Guangzhong HUANG Xu YANG Hui HU
Abstract[Objectives] This study was conducted to investigate the effects of lamb age and in vitro culture system of oocytes on the results of juvenile in vitro embryo transfer (JIVET).
[Methods] Ten Dorper×smalltailed Han lambs aged 5 to 10 weeks were induced to superovulate via i.p. injection of pregnant mares serum gonadotropin (PMSG). The oocytes were matured in basal maturation solution or modified maturation solution, which was prepared by adding 200 μmol/L cysteine to the basal maturation solution. Then, the oocytes were fertilized in fertilization medium I containing 2% estrus sheep serum (ESS) or fertilization medium II containing 3 mg/ml bull serum albumin (BSA). Finally, the number of oocytes, oocyte maturation rate and cleavage rate of the lambs of different ages were determined.
[Results] The average number of oocytes recovered per lamb was (111.00±16.97), (139.50±28.99), (108.50±17.68) and (42.00±11.31) for 5, 7, 8 and 10weekold Dorper×smalltailed Han lambs, respectively. The number of oocytes obtained from 5, 7 and 8weekold lambs was significantly higher than that from 10weekold lambs (P<0.05), but there was no significant difference among 5, 7 and 8weekold lambs (P>0.05). The maturation rate of oocytes cultured in modified maturation solution was 3.64% higher than that in basal maturation solution.
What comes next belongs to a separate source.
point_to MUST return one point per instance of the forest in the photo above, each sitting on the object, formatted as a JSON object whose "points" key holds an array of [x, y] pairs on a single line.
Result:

The cleavage rate of oocytes in fertilization medium I was very significantly higher than that in fertilization medium II (P<0.01).
[Conclusions] The results of JIVET can be improved by harvesting oocytes from lambs aged 5-8 weeks, adding a certain amount of cysteine into oocyte maturation solution, and a certain amount of ESS into fertilization medium.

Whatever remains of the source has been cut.